March 6, 2017
Security Plus - Compliance and Operational Security
March 6, 2017
Compliance and Operational Security 2.1
Based on CompTIA’s list of Security + exam objectives (their PDF list of domains is found here: ), this article covers the second domain, Compliance and Operational Security 2.0, with its first sub-heading (2.1).
This document is only an add-on to your normal avenue of Security + training. Here I try to use plain language and examples to help you understand the concepts, rather than diving into the technical details (which are a must for a security practitioner).
Best wishes on your exam!
2.1 Explain the importance of risk related concepts.
• Control types
Security thrives on control. These are the 3 types to know about. You need multiple layers of control, called Defense in Depth, so no one of these controls is sufficient.
- TechnicalThese controls can be hardware or software and are logical and technological. A physical lock is not considered technical, but encryption is. Firewalls and IDSs are technical, also. Technical may sound really technical, but it’s really just the stuff you use all the time to keep your network, data, and users safe and secure.
The focus is on decision-making and managing risk, typically by the organization’s managers and executives. There’s a lot of risk assessment, planning, written policy creation, and project management that goes on. This needs to happen because they’re the business leaders, and IT needs to support the business.
These controls are used by people (typically not the managers), and it’s not automated like the Technical controls. These controls include incident response, personnel security, and training. While they’re not automated, these controls can certainly have alerts set up so it’s not completely manual.
These controls are needed because the Technical controls don’t know about people and can’t turn on a dime, and Management is busy dealing with the overall business needs.
Operational control includes your own training by studying for Security Plus!
• False positives
Ever felt something crawling on your arm, then you realize it’s just a stray thread from your shirt? That’s a false positive – an indicator that something’s wrong when, in reality, all is well.
An example in IT would be apparent intrusive traffic on your network. I saw that one time and wondered why and what. With further investigation, it was actually one of our devs running testing.
The thing with false positives is that they show up on your radar – there’s an indicator. Not so with the next point.
• False negatives
Now that you’re used to stray shirt threads (see the previous point), you may not notice that you actually do have something crawling on your arm.
In IT, you don’t always get an indicator. Because it doesn’t show on your radar, it doesn’t get caught. This is where the importance of log monitoring, a form of Operational Control, comes in. In the end, a human needs to view the data to see if it’s really a threat.
Here is where data exfiltration can take place. If the level of exfiltration is so low that it appears to the Technical Control as normal traffic, it won’t be picked up.

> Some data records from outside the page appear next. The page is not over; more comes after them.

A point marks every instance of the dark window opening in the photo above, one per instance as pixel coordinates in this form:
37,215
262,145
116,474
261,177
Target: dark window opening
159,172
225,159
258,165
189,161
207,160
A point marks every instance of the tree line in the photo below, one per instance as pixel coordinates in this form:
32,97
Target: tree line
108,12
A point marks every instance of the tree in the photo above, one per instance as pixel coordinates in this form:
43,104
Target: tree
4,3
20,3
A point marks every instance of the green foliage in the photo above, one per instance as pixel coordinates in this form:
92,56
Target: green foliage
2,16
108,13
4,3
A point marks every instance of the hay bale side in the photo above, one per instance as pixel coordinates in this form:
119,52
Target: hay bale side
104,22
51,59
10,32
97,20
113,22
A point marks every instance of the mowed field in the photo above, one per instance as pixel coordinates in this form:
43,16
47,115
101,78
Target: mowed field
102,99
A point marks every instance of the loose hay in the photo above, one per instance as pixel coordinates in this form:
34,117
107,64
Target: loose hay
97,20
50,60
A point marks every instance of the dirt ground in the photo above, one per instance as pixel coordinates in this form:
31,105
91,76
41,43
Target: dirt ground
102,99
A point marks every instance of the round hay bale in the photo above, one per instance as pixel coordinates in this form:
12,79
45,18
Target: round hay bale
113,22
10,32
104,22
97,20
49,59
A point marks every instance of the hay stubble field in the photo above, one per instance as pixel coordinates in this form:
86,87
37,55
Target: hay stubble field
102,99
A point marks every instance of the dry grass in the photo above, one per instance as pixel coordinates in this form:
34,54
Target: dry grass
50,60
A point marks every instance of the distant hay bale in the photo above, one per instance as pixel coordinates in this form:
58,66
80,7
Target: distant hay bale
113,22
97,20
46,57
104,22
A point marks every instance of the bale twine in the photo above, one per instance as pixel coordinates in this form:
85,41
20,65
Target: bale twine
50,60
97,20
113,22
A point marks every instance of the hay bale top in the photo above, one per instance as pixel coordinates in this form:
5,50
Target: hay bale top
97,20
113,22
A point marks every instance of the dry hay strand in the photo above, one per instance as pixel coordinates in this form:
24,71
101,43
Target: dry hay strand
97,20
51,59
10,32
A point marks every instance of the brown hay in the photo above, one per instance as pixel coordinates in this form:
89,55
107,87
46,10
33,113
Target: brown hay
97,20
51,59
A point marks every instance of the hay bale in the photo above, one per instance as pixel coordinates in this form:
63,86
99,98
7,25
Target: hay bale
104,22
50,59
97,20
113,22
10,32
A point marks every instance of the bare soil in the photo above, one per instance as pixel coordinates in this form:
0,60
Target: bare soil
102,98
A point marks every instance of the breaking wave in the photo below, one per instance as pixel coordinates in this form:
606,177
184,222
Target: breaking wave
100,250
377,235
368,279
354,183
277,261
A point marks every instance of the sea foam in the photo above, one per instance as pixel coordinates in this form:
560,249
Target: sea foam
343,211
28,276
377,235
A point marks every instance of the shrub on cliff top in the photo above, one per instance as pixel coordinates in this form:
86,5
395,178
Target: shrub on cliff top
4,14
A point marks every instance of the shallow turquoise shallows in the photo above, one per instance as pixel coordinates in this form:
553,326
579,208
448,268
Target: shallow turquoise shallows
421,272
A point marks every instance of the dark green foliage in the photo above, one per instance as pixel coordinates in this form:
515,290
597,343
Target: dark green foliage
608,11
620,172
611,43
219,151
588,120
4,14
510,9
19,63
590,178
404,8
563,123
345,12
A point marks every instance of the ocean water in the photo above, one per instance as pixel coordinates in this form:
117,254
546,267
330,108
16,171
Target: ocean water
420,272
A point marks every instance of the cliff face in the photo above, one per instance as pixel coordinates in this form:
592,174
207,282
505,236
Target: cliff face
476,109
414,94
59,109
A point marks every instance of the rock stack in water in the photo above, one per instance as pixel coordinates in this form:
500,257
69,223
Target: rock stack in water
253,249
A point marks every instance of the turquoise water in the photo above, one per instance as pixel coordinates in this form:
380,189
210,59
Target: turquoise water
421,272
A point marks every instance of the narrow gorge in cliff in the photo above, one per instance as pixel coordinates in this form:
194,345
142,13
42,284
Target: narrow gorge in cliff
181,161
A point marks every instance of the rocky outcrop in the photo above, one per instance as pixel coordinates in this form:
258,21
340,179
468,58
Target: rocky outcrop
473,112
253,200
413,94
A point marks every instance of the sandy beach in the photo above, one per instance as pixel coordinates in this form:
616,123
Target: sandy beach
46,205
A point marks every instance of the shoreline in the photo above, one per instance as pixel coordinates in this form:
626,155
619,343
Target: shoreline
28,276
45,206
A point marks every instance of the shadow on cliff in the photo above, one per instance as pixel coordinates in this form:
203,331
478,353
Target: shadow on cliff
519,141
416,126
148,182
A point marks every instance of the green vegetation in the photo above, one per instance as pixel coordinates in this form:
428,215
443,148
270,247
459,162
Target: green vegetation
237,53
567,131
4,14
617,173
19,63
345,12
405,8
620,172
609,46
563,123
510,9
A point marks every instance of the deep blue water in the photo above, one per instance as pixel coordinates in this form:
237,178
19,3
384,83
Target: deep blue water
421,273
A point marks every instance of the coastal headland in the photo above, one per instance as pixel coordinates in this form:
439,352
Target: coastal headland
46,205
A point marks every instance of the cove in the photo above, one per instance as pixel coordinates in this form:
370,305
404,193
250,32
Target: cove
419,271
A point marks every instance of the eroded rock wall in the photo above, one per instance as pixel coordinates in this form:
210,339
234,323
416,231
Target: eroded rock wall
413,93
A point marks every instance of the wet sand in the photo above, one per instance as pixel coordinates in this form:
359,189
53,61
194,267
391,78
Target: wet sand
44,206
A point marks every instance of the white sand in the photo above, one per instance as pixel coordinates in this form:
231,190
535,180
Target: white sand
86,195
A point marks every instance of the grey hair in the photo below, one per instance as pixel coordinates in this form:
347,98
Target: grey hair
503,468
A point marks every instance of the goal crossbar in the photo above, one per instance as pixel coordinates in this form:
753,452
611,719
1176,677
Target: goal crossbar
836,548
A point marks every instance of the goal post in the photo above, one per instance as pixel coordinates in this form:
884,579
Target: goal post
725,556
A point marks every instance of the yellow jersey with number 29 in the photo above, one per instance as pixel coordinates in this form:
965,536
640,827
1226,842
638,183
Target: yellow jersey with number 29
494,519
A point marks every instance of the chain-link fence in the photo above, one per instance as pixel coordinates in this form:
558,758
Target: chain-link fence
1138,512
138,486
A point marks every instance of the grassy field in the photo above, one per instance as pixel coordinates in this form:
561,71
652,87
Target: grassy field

• Importance of policies in reducing risk
If you don’t write it, it doesn’t exist! Your organizational leadership will determine what all policies you have, but there are some that you need to be aware of. The legal need for the policies depends upon your company’s industry and how competitive they want to be, but from a computer security standpoint, you need as many as you can put in place.
This is where a company defines how to handle information generated by employees, clients, customers, etc. You’ll see it as something like this: “Your privacy is important to us. We won’t sell your information to any third-party, nor will we disclose your information unless you’ve consented…” if you have a website that takes any kind of information from people, then you need this.
Be familiar with: PII (personally identifiable information)
- Acceptable Use
Aka AUP, this is found in pretty much every employee handbook. it stipulates how an employee may use the hardware and software to which they have access. Some examples: If you get a smartphone, you may and may not do such-and-such. If you use social media, you may not speak negatively about our company or competitors. If you use the internet, don’t do anything illegal. If you use e-mail, you may not mail bomb anyone.
- Security policyHigh-level and strategic, this type of document outlines how the organization protects its data, network, equipment, and people. An example is a privileged password policy that outlines who is allowed to have privileged access and what the password requirements are; these requirements are different than the typical company-wide user password policy, which is also a security policy.
- Mandatory vacationsThis isn’t simply or primarily for their rest, but for the company’s protection! Not everyone can or does this, but making people take time off is another layer of securing the network. If someone is doing something wrong, then the time off can assist in figuring out who is doing it. With this policy, the mandatory time off is either 1-week or 2-weeks.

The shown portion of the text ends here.